This is a book review and science fiction blog, for the most part, with the odd convention report and travel notes. And maybe the occasional Celtic goddess, such as the Great Raven...
Pages
▼
Saturday, June 19, 2010
THE WILDKIN’S CURSE By Kate Forsyth. Sydney: Macmillan, 2010.
This is a so-called “companion volume” to The Starthorn Tree, which I haven’t read, but it doesn’t matter. It can be read as a stand-alone story, though it is set some years later.

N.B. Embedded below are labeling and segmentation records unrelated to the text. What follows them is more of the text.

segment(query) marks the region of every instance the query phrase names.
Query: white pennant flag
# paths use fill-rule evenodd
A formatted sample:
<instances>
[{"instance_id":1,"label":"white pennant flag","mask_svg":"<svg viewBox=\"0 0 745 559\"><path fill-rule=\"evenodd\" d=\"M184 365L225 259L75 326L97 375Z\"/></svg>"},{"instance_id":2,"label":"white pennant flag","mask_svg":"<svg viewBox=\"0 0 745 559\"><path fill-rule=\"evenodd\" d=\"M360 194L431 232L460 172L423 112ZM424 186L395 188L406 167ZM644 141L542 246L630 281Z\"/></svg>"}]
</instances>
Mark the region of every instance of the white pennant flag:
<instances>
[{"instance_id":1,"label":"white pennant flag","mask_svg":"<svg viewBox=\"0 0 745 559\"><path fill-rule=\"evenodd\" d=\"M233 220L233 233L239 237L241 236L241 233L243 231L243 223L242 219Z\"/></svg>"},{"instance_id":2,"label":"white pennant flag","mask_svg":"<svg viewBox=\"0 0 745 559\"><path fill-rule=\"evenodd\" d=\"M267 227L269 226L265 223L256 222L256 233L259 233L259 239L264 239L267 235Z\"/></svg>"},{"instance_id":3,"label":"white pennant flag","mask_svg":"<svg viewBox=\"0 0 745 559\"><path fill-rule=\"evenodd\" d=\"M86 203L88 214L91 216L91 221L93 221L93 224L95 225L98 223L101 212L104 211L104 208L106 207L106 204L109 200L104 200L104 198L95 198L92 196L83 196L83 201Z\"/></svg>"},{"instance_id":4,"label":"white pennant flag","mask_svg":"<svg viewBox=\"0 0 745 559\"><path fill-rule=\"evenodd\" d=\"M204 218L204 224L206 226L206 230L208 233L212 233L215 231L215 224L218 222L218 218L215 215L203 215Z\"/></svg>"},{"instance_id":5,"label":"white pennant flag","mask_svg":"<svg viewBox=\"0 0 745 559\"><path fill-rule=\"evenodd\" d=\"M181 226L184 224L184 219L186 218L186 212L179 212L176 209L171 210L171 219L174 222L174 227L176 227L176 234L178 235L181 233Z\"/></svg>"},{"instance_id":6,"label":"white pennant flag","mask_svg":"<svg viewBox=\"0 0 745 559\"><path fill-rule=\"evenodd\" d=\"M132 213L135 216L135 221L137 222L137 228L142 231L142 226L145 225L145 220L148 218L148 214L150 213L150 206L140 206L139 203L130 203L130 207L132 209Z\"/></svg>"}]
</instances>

The novel is set in a world in which there are different types of people – the aristocratic starkin, the lower-class hearthkin and the wildkin, who are more or less human, but with an Elvish feel about them –pointed ears and magical abilities. There are Faerie-type beings in the forests and the air, who are associated with the wildkin. In the first novel, a group of teenagers set off on a quest to rescue the brother of one of the characters, who was in an enchanted sleep. This time, the children of those characters are on a quest to free wildkin Princess Rozalina, whose starkin father is keeping her locked up in a tower and has plans for her. The fate of the entire country depends on what they do – but Princess Rozalina is dangerous, though not intentionally. Her prophecies always come to pass. Always.
Kate Forsyth is the author of a large number of award-winning children’s fantasy novels and it’s not hard to see why they won prizes. She creates characters you can care about. I don’t generally like quest novels, but this one is not about an elf, a long-lost prince a bad-tempered dwarf and a couple of bickering warriors going after a magical object. The characters are human. They love and hate, they get tired and cold and hungry.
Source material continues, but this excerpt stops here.